Random Dither: added random noise to the source image before quantizing. Amount of noise added was proportional to 1/nbits. Setting the noise to this seemed to yield good results.

Ordered Dither: applied a 4x4 Bayer's pattern matrix to the image before quantizing.

Floyd-Steinberg Dither: diffused quantization error by calculating it and spreading it to neighboring pixels using the Floyd-Steinberg error diffusion pattern.

Composite: used the over operation discussed in class on each pixel.

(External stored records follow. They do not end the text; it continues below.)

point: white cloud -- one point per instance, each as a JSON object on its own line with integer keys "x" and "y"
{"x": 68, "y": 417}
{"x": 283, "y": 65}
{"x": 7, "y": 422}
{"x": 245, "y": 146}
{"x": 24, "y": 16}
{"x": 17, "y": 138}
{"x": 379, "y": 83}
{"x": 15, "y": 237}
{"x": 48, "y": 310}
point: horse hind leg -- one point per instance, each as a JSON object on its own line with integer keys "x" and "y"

Morph: First interpolated between the source segments and the target segments using the time step and then applied the Beier morphing algorithm to produce a new source image. Then interpolated between the target segments and the source segments (the other way) using the time step and used Beier's morphing algorithm to produce a new destination image. Then layered the new source and destination images on top of one another using an over operation with alpha = time step (cross-fade).



Feedback

How long did you spend on this assignment?
A while but not an insanely unreasonable amount of time. I honestly could have done it but I wanted to get everything to be as good possible.
Was it too hard, too easy, or just right?
If it were any easier I wouldn't know as much as I do now. Requiring three types of sampling for rotation and fun seemed a little much though, especially since it's almost exactly the same code as for scaling.
What was the best part of the assignment?
Morphing professor Rusinkiewicz's face to Homer Simpson's.
What was the worst part of the assignment?
I didn't know that converting an R2Segment to an R2Vector using the Vector() function returned a UNIT vector as opposed to one with the same length as the segment. It caused me a lot of trouble but I was really happy when I figured it out so it's fine. More specific comments in the helper classes would be nice though :)
How could it be improved for next year?
The instructions on how to use the -composite option are messed up. It should say:

-composite file:bottom_mask file:top_image file:top_mask int:operation(0=over)\n

Other than that I thought the assignment was very rewarding and pretty enjoyable.